# Open problem for April 2016

As open problems of the month, we state here the two questions discussed in our recent guest post by Oded Goldreich:

Open Problem 1 (obtaining a one-sided error reduction): The reduction from testing affinity of a subspace to that of testing affinity of a function has two-sided error probability. We wonder whether a one-sided error reduction of similar complexity can be found.

Note that this will yield a one-sided error tester for affinity, which we believe is not known. Actually, we would also welcome a two-sided error reduction that, when combined with the linearity tester, yields a tester of complexity $$O(1/\epsilon)$$ rather than $$\tilde{O}(1/\epsilon)$$.

Turning to the task of testing monomials, we recall that the solution of [PRS02] is based on employing self-correction to the following test that refers to the case that $$H=\{x:AX=b\}$$ is an $$(\ell-k)$$-dimensional affine space. Basically, the test selects a random $$x\in H$$ and a random $$y\in\{0,1\}^\ell$$, and checks whether it holds that $$y\in H$$ if and only if $$x\wedge y \in H$$, where $$\wedge$$ denotes the bit-by-bit product of vectors.

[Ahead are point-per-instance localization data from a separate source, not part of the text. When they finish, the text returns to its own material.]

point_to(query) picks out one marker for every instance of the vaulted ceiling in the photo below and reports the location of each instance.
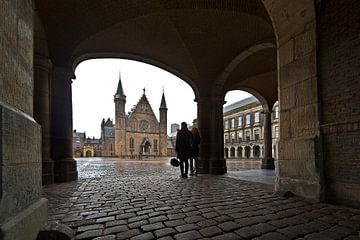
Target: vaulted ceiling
(207, 43)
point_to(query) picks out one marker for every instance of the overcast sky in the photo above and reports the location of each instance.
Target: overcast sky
(96, 83)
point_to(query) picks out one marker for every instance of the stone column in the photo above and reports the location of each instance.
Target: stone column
(267, 162)
(61, 125)
(42, 113)
(210, 120)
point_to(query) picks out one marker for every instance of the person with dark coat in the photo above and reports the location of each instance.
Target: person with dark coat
(183, 148)
(194, 151)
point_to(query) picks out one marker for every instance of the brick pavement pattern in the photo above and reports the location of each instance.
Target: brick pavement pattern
(138, 200)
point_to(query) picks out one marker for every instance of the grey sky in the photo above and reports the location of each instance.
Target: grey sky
(96, 83)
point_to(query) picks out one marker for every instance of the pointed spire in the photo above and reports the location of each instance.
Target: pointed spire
(163, 102)
(120, 92)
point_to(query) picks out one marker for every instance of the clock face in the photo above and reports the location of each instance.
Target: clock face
(144, 125)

It is painfully shown in [5] that if $$H$$ is not a translation by $$1^\ell$$ of an axis-aligned linear space, then the check fails with probability $$\Omega(2^{-k})$$. Furthermore, it is shown that for a constant fraction of the $$x$$’s (in $$H$$), the check fails on a $$\Omega(2^{-k})$$ fraction of the $$y$$’s (in $$\{0,1\}^\ell$$). This strengthening is important, since selecting $$x\in H$$ uniformly requires $$\Theta(2^k)$$ trials. Recall that proving the foregoing assertion for $$k=1$$ is quite easy (cf. [5]), which leads us to ask

Open Problem 2 (can a simpler proof be found for the case of $$k>1$$): Is there a relatively simple reduction of the foregoing claim for general $$k$$ to the special case of $$k=1$$?

[PRS02] M. Parnas, D. Ron, and A. Samorodnitsky. Testing Basic Boolean Formulae. SIAM Journal on Disc. Math. and Alg., Vol. 16 (1), pages 20–46, 2002.